Por exemplo, hoje cedo, resolvi descansar sem nenhum motivo específico, apenas não queria ir ao trabalho, acolher esse meu sentimento ainda não é tão fácil. Ainda de manhã veio uma mensagem do Nezukun dizendo que na marmitaria estava faltando pessoas e que ele gostaria que eu fosse se pudesse. Ao ler essa mensagem me surgem pensamentos como:

  • aquele dia o Go San me deu uma faca de presente, agora eu não vou lá ajudar no trabalho.

  • o kumai San essa semana está comprando os ingressos do cinema para gente, mas eu não vou lá ajudar.

São pensamentos, auto cobranças que me impurram para ir ao trabalho. Eu mesmo coloco uma pressão psicológica para eu ir trabalhar. Não surge o sentimento puro de querer ir, mas parece que não posso simplismente não querer ir, se não for o trabalho complica, as coisas ficam ruins por lá por minha culpa e minha relação com as pessoas vai para o ralo. Percebo que a medo e insegurança no meu coração.

Essa minha visão de trabalho é uma coisa que quero conhecer mais a fundo daqui para frente.

Acho que me libertando desses medos e inseguranças talvez abra espaço para poder ver meu desejo original.
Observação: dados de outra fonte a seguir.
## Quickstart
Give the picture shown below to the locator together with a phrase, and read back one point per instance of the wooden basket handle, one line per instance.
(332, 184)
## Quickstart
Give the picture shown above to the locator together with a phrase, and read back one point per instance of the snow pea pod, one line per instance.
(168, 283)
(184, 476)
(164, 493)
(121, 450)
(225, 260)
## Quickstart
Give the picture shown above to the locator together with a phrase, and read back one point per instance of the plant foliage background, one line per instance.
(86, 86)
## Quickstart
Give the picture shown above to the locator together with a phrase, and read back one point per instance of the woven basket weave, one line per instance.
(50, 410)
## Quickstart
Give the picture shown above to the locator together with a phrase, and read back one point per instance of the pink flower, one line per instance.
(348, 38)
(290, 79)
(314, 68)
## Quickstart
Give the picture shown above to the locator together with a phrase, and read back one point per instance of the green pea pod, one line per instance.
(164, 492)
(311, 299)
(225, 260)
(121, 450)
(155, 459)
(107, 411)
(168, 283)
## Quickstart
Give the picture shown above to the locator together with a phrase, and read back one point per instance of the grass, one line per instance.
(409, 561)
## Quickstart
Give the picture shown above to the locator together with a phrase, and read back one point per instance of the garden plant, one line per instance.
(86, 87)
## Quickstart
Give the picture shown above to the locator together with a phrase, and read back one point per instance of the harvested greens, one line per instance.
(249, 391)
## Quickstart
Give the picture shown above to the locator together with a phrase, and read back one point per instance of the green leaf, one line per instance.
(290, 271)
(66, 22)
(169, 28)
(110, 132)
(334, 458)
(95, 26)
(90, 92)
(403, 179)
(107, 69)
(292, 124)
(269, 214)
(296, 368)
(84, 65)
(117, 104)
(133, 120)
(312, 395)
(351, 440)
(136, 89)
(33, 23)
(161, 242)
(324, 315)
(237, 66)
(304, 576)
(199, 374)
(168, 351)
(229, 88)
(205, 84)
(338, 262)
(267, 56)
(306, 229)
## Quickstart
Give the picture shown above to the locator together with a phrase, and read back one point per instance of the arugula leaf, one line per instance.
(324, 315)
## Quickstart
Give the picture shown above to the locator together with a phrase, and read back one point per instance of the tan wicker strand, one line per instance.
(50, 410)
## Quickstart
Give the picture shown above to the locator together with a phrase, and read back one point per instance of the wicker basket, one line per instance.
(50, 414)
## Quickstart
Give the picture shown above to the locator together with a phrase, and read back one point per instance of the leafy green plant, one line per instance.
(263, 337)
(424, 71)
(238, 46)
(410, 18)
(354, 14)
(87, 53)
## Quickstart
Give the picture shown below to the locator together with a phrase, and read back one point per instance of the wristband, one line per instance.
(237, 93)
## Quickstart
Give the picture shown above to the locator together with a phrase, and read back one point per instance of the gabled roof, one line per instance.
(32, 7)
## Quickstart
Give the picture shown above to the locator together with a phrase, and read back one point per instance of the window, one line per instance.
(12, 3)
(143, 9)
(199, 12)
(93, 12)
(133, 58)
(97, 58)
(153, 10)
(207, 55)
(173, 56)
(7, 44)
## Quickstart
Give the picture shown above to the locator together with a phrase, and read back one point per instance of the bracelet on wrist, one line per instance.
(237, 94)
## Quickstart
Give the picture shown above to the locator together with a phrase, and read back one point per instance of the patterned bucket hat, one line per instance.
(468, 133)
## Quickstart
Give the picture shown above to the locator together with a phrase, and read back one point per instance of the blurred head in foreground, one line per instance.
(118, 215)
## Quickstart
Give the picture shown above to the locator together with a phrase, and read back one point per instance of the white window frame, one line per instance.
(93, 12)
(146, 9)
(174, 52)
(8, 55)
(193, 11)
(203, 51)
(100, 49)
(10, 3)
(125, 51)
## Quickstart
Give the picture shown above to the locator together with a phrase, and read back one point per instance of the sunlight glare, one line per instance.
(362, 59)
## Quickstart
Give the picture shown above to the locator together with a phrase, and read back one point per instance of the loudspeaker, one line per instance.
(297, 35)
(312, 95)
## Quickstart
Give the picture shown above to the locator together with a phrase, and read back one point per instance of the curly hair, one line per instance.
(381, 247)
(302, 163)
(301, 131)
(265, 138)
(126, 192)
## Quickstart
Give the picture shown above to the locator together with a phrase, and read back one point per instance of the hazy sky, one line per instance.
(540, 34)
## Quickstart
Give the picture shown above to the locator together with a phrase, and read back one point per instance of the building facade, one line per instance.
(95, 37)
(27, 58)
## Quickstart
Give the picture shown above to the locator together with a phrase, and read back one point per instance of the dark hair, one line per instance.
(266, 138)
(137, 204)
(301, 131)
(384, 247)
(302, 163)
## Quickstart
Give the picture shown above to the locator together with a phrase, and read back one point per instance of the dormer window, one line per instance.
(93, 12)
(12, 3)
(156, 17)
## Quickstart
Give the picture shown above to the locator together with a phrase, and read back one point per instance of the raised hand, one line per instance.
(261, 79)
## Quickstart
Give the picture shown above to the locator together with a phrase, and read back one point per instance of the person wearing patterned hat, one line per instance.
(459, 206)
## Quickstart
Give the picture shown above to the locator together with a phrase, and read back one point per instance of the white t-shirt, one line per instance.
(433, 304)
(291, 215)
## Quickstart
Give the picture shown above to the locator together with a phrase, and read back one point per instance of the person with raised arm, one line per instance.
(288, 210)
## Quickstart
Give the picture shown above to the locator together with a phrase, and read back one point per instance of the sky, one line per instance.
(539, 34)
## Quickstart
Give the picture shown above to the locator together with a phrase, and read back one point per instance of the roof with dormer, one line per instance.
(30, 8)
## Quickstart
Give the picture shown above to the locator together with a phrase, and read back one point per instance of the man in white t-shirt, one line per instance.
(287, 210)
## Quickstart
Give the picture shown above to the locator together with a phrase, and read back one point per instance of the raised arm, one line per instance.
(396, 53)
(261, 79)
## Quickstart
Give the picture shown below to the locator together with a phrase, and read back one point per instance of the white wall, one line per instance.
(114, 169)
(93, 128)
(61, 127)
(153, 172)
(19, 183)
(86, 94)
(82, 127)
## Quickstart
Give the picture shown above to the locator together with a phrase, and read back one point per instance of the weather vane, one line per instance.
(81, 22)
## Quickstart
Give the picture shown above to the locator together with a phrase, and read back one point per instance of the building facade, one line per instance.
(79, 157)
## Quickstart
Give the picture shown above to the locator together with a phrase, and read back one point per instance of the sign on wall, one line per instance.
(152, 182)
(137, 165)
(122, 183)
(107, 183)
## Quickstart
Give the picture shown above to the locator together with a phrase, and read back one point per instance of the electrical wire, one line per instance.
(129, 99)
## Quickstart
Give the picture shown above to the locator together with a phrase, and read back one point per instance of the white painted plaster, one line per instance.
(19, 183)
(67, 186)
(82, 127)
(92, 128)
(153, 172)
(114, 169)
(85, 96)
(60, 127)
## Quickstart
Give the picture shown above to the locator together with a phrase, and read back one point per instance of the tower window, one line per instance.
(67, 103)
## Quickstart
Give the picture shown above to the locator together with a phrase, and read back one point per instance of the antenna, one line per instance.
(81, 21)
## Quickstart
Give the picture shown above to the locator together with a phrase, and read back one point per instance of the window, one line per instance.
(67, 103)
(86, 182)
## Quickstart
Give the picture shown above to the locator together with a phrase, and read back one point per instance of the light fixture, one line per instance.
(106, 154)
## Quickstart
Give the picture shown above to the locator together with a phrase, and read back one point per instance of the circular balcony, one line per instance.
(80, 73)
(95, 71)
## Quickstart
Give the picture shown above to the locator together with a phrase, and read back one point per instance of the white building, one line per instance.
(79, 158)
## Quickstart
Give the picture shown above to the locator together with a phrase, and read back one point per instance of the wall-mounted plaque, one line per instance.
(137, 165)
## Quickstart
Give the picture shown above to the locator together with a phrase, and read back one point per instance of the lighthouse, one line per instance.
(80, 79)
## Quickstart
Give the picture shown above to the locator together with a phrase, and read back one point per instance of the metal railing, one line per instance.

Agora parece que ele se confunde com vários pensamentos do tipo: fazer porque é bom, fazer porque é necessário, fazer porque é útil, etc o querer fazer está sempre conectado a uma explicação, a um por quê, como seria ouvir a vontade pura? Como será fazer o que quer fazer se movendo pelo coração? A partir de agora são os pontos que quero conhecer mais.